Despite the tall claims of both Sindh and federal governments regarding the provision of basic amenities of life to around 12 million flood victims, including those displaced from their villages and low-lying localities, more than 90 per cent of the victims are still in desperate need of food, shelter, medicines and clean drinking water.  These victims have been forced to live on roadsides and at the so-called relief camps across 23 ravaged districts of the province.  Millions of people are suffering after their localities were flooded, crops washed away and cattle heads perished. Forced to save their lives by moving to safer areas, they were found roaming from one place to another in search of relief items for their starving families.

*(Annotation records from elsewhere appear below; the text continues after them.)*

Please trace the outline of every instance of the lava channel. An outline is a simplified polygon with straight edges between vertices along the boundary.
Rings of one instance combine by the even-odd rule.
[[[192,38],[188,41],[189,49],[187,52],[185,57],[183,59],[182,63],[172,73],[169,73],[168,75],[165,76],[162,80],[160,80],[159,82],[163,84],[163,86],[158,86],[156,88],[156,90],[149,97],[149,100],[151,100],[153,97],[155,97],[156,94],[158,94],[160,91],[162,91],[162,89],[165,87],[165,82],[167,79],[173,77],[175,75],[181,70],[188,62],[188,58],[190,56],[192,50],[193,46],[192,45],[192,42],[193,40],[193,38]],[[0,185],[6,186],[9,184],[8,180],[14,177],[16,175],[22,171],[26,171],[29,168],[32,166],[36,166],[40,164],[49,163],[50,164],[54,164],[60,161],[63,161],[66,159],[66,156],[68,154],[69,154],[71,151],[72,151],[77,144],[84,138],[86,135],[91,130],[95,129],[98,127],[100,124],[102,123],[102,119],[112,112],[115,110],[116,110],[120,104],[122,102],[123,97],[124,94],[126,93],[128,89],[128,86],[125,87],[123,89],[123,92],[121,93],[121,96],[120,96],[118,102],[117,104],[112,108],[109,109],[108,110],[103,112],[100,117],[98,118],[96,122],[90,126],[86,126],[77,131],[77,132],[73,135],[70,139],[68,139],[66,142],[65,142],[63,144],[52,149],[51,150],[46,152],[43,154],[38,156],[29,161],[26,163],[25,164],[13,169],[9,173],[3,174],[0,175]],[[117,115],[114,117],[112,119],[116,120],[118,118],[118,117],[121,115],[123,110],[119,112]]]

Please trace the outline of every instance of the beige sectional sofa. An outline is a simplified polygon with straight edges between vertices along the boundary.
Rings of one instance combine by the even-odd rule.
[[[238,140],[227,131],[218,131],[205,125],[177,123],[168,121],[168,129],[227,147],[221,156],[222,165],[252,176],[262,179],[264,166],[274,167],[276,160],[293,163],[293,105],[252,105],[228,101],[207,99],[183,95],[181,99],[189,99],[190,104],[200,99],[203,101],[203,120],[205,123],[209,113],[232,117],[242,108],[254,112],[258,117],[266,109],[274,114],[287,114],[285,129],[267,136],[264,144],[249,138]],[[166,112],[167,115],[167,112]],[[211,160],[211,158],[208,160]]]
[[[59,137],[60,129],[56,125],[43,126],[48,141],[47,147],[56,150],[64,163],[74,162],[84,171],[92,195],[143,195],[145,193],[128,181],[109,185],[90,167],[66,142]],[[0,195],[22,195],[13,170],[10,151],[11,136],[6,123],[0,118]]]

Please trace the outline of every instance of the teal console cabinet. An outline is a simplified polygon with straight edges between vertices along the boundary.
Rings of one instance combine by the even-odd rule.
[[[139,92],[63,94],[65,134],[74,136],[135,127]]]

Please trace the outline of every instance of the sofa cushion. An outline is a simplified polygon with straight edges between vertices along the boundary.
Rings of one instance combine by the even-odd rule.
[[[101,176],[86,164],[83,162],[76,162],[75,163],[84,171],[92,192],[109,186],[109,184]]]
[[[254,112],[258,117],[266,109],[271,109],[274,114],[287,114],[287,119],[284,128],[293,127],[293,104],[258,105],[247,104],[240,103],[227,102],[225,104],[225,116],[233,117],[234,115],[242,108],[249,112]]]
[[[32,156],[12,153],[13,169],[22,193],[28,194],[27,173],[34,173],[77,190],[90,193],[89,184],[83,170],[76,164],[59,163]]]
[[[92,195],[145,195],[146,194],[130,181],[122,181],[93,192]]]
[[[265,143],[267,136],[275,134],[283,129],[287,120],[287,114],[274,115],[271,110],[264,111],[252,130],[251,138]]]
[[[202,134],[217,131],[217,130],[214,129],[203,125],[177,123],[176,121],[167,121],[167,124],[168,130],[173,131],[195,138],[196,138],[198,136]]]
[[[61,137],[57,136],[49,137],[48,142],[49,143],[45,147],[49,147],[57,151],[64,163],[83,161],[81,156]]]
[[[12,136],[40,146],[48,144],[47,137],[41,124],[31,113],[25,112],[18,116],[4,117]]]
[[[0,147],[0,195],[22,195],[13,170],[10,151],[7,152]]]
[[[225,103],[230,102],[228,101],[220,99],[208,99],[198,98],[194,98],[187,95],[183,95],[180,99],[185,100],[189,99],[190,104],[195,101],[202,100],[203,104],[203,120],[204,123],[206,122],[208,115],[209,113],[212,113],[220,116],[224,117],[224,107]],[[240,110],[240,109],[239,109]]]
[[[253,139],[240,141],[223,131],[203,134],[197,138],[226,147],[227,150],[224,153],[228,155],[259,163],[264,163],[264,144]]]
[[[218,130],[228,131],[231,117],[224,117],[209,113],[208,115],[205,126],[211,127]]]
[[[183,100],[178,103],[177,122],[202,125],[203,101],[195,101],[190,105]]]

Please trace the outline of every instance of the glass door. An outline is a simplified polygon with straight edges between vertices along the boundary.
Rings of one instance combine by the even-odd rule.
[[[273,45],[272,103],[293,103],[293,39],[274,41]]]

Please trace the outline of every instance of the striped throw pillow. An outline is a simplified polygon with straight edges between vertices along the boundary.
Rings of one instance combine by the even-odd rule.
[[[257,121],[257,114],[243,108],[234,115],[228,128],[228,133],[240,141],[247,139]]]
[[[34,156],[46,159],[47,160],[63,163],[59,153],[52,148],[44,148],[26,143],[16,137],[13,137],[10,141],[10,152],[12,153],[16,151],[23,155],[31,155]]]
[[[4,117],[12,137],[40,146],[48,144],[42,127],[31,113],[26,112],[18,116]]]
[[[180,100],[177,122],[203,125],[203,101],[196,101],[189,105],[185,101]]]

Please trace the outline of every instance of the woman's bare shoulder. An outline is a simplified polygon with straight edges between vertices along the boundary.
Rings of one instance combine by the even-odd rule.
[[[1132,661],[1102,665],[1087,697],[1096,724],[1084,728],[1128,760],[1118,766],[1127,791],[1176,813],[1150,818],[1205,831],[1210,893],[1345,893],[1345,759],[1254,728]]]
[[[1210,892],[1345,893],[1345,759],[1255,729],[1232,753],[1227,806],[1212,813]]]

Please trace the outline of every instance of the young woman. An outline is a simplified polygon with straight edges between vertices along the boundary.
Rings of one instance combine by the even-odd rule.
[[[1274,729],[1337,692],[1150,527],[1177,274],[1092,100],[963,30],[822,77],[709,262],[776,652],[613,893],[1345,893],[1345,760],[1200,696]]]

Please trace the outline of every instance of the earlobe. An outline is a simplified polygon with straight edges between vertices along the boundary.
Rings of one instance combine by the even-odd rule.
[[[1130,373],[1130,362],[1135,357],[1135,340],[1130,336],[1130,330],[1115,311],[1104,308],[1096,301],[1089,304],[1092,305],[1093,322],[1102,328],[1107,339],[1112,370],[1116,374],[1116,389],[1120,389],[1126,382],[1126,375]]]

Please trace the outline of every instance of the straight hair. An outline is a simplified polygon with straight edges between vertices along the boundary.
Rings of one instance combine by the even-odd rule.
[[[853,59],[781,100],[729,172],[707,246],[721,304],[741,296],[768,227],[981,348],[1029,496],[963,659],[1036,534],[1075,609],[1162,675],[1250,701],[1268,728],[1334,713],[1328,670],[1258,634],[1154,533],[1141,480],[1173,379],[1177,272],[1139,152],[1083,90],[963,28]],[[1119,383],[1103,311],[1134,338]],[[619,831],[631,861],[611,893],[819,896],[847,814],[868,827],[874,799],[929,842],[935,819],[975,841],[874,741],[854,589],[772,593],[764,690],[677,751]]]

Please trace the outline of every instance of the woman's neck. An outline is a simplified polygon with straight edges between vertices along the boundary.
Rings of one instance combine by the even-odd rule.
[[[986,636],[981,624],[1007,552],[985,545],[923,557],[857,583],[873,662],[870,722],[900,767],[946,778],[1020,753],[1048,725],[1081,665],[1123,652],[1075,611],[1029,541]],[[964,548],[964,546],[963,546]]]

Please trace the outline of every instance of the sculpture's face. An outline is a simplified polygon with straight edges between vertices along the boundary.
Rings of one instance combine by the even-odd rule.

“The lawmakers, local persons on rain emergency, government officials and leaders of the ruling parties have been untraceable for the past many days after affected people started moving to relief camps and safer places along roadsides and sandy dunes to take shelter under open skies,” said Mohammad Soomar Chandio on Tando Bago-Jhuddu Road.  Chandio said he and hundreds of people of submerged settlements waded through thigh-high waters in their respective villages and reached the roadsides along with some cattle heads, leaving their houses and other structures with belongings unguarded, but they had not seen officials or lawmakers with relief items so far, except a few people of religious parties who distributed cooked rice among them.

He said that after weeks of their displacement from their marooned villages, they had also lost hope to get any relief from the government this time around, unlike the floods in 2011 when they were given enough items and Rs10,000 to each affected family in their area.

Somji Kolhi, who along with his other family members took shelter on the roadside, shared a similar story of devastation and destruction of their standing crops, crumpling walls of their mud-houses and cries of their sick and hungry children who were also in tatters.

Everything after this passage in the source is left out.